HOMMAGE A MON AINE ET AMI MONSEIGNEUR BARTHELEMY BATANTU

Par Dieudonné ANTOINE-GANGA

Ma Batantu,

 Il est des responsabilités que l’on ne souhaite pas assumer dans sa courte vie. L’hommage qu’il me revient de rendre à mon aîné Son Excellence Monseigneur Barthélémy BATANTU, 4ème Archevêque de Brazzaville que nous tous aimerions appeler familièrement ‘’Ma BATANTU’’, c’est-à-dire ‘’Oncle BATANTU’’, est de cette catégorie.

La mort demeure souvent pour les êtres humains que nous sommes, une perspective lointaine, sans rapport avec nos préoccupations quotidiennes. Le moment de la fin de notre vie est un secret qui nous échappe toujours. Cela reste vrai jusqu’au jour où, comme le 26 avril 2004, il y a 22 ans, elle a frappé directement à notre porte, et est repartie, emportant avec elle, un prêtre, un évêque que ses amis et ses paroissiens chérissaient.

Monseigneur Batantu, Ma Batantu avec qui mon chemin s’est croisé au quartier Dahomey de Bacongo et à la paroisse Notre-Dame du Rosaire de Bacongo à Brazzaville, toi en tant que grand séminariste puis prêtre et moi en tant que servant de messe, membre du mouvement des Cœurs Vaillants et séminariste de Mbamou. C’est ainsi que j’eus le privilège d’être ton servant de messe à ta première messe sacerdotale, le lundi 29 juin 1959. Tu fus plus tard mon confesseur et mon grand-frère dont les conseils que tu me prodiguais sans cesse m’ont beaucoup guidé dans ma vie chrétienne et profane. Merci.

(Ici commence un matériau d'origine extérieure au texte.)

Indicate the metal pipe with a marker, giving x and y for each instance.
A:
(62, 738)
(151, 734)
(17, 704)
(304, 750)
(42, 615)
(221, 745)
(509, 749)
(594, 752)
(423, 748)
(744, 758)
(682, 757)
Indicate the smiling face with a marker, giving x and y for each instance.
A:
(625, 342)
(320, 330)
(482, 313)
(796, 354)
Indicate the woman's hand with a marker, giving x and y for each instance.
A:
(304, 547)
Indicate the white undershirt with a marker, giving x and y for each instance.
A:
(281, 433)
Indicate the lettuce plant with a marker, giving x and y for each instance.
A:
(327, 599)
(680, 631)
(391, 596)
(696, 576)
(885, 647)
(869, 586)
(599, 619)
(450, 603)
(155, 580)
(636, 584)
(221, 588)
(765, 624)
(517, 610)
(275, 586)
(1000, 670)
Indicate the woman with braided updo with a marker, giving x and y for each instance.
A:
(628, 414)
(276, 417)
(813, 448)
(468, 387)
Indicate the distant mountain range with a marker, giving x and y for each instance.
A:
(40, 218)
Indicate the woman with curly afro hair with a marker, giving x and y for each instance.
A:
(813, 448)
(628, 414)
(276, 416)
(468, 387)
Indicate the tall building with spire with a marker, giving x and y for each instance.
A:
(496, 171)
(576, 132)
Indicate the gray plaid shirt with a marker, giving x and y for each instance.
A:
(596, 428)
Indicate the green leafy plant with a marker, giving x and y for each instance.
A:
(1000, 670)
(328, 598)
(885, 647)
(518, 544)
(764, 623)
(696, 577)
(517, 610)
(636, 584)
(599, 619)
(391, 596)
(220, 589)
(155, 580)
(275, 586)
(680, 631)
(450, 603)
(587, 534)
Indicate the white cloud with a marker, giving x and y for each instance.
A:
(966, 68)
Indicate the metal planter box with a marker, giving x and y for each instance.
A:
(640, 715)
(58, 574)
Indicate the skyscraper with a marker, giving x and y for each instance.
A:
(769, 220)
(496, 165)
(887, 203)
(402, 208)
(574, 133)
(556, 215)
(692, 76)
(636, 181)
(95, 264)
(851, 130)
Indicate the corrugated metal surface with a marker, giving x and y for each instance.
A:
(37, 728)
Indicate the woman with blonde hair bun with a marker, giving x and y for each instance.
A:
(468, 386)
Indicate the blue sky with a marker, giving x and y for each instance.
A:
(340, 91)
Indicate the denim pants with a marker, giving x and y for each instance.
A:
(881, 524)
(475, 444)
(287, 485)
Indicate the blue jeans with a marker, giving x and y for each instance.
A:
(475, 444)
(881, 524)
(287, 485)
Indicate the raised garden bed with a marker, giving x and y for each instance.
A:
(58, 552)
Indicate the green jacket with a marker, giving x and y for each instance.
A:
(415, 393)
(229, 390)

Pour nous qui avons eu la chance de te connaitre et de t’approcher, ce n’est ni l’intelligence, ni l’acuité et l’humour de ton esprit, ni encore l’amplitude de ta culture en général et Koongo en particulier, qui nous frappaient d’abord, mais plutôt ta modestie, ta courtoisie, ton kimuntu, ta discrétion et enfin ton attention aux plus petits et aux plus démunis de ta paroisse Notre-Dame du Rosaire de Bacongo dont tu fus vicaire et curé pendant 19 ans !

Ton altruisme légendaire, ton humilité et ta piété ont séduit tous ceux que tu avais approchés. Tu avais le cœur dans la main et tu partageais. Tu ne cessais d’arpenter les rues de Bacongo, tantôt à pied, tantôt sur une mobylette, visitant les familles, les malades et les handicapés avec qui tu n’hésitais point à partager les modestes repas qu’ils t’offraient. En les fréquentant, tu avais découvert, comme tu me le disais souvent toi-même, la vérité des gens ; tu avais senti une société congolaise avec ses peines et ses joies, ses misères et sa grandeur. Enfin, tu étais toujours optimiste, car tu étais convaincu qu’il « ne fallait jamais désespérer des hommes, ne jamais renoncer à comprendre et à convaincre, ne jamais préférer la force au dialogue, tant que l’échec de celui-ci n’était pas prouvé, toujours donner sa confiance si l’on voulait espérer gagner celle des autres et rechercher l’union plus que la division. » C’est grâce à ton courage et à ton sens du dialogue, que tu dissuadas les militants zélés de la J.M.N.R. qui, à l’époque, convoitaient l’espace paroissial de Notre-Dame du Rosaire qu’ils voulaient transformer en parking. Pour mettre fin à leurs velléités, tu construisis un bâtiment sur ladite cour.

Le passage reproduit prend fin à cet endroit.